“Sono riuscito a leggere il testo approvato dal Sinodo grazie a un sito gay, poiché al nostro sito dissidente è stato con tracotanza negato l’accesso alla seduta, mentre su quello della Chiesa Valdese ci sono solo titoli generici e in grande ritardo.
Nonostante gli appelli pacati e accorati alla prudenza, nonostante fino a poco tempo fa era ancora accreditata l’opinione che si sarebbe rinviata la decisione all’anno prossimo, si è imposta l’ala che fa delpolitically correct la propria Sacra Scrittura”.

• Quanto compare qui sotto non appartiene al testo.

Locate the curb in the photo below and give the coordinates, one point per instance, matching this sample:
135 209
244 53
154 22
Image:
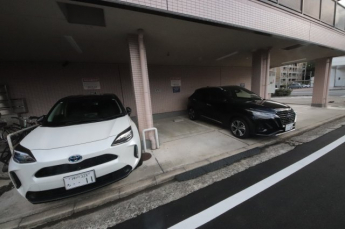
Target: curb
180 174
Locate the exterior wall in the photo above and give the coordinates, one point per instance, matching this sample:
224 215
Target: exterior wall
337 78
192 78
253 15
42 84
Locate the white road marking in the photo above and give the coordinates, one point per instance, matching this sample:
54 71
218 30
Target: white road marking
231 202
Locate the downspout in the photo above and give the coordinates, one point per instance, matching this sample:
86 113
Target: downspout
146 87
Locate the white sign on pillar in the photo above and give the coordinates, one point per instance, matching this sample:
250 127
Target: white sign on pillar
271 87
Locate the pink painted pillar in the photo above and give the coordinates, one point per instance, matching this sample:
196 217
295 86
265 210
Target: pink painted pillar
141 85
260 72
321 82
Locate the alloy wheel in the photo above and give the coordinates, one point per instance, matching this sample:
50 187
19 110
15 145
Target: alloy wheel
238 128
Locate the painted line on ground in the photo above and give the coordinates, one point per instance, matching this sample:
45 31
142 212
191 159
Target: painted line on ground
234 200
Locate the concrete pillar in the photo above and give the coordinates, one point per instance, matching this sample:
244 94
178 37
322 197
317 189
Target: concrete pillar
260 72
140 80
321 82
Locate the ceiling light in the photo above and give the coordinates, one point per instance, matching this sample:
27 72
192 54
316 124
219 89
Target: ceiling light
226 56
293 47
73 43
294 61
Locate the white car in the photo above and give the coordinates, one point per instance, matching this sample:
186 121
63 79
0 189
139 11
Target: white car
85 142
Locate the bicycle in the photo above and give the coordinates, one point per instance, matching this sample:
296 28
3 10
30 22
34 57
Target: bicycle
6 154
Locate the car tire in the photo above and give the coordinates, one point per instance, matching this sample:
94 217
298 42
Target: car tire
239 128
192 114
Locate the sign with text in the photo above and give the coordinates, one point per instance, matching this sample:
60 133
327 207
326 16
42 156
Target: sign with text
175 82
91 84
176 89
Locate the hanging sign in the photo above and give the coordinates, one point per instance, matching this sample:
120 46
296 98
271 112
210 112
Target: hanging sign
175 82
91 84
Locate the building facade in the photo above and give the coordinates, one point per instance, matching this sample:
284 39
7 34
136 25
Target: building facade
337 78
288 74
147 48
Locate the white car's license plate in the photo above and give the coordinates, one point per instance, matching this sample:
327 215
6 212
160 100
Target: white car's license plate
289 127
79 180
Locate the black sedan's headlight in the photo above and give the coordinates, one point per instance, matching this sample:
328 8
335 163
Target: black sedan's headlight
262 114
23 155
123 137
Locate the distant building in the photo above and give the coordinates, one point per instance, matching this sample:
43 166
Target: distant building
287 74
337 78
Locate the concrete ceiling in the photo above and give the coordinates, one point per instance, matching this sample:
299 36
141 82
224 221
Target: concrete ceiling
35 31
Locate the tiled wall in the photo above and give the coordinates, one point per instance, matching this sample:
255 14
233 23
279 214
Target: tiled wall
250 14
42 84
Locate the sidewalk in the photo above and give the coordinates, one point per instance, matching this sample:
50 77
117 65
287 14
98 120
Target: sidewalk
185 145
333 101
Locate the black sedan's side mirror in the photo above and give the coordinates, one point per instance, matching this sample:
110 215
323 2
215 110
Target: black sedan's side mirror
41 119
129 111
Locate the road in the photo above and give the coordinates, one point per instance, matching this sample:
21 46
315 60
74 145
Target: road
309 92
302 195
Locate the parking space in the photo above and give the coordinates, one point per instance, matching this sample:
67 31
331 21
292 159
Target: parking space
184 144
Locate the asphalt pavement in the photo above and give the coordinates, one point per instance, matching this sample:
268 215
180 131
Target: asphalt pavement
311 197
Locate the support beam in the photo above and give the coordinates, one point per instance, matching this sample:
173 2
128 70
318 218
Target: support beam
260 72
321 82
141 86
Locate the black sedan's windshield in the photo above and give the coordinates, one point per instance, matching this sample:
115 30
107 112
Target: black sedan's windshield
241 93
83 110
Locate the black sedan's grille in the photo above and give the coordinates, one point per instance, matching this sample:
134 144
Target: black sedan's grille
287 116
67 168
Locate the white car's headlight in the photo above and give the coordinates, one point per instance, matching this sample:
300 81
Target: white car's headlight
22 155
123 137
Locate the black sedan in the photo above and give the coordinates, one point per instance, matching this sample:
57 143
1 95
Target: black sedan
242 111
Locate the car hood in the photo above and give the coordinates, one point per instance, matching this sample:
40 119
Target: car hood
265 104
43 138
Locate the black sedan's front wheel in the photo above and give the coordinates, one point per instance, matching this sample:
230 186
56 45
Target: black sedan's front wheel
192 114
239 128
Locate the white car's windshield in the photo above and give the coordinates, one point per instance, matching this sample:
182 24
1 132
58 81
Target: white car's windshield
83 110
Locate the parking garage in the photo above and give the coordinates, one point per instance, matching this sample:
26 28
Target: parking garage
153 61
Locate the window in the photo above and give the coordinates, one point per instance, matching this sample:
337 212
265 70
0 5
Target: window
83 110
327 11
312 8
292 4
241 93
340 17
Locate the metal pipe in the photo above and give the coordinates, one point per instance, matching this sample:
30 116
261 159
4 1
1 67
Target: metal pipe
146 86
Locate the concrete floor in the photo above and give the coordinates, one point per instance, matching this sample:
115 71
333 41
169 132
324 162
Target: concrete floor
182 143
333 101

Un’accelerazione fortemente voluta dalla Moderatora che, due giorni prima dell’apertura del Sinodo, aveva rilasciato un’intervista in cui – lei che è solo “organo amministrativo”, come dice il sito della Chiesa Valdese – prefigurava la decisione finale e anche i suoi tempi. Già solo questo sarebbe stato ragione sufficiente a decidere diversamente.Mentre il nostro annuncio a pagamento sul settimanale della Chiesa veniva invece affiancato da un pezzo affossatorio del direttore, molto vicino alla Moderatora, che sosteneva che persino le premesse dell’Appello erano insussistenti.
Siamo così giunti a una situazione paradossale: diamo il via libera alle benedizioni delle coppie gay, ma sulla famiglia resta in vigore un documento del 1971 totalmente rigoroso sulla visione di essa come formata da uomo e donna e fondata, ordinariamente, sulla procreazione. Ma è chiaro che le coppie gay vengono ammesse alla benedizione in quanto forma di famiglia – a meno che non si intenda introdurre la benedizione di qualsiasi cosa, dagli amici del bar alla squadra bocciofila. Una decisione perciò fortemente discutibile nel contenuto, ma certamente demenziale nella struttura dell’atto. E pensare che quest’anno il Sinodo è presieduto da un magistrato!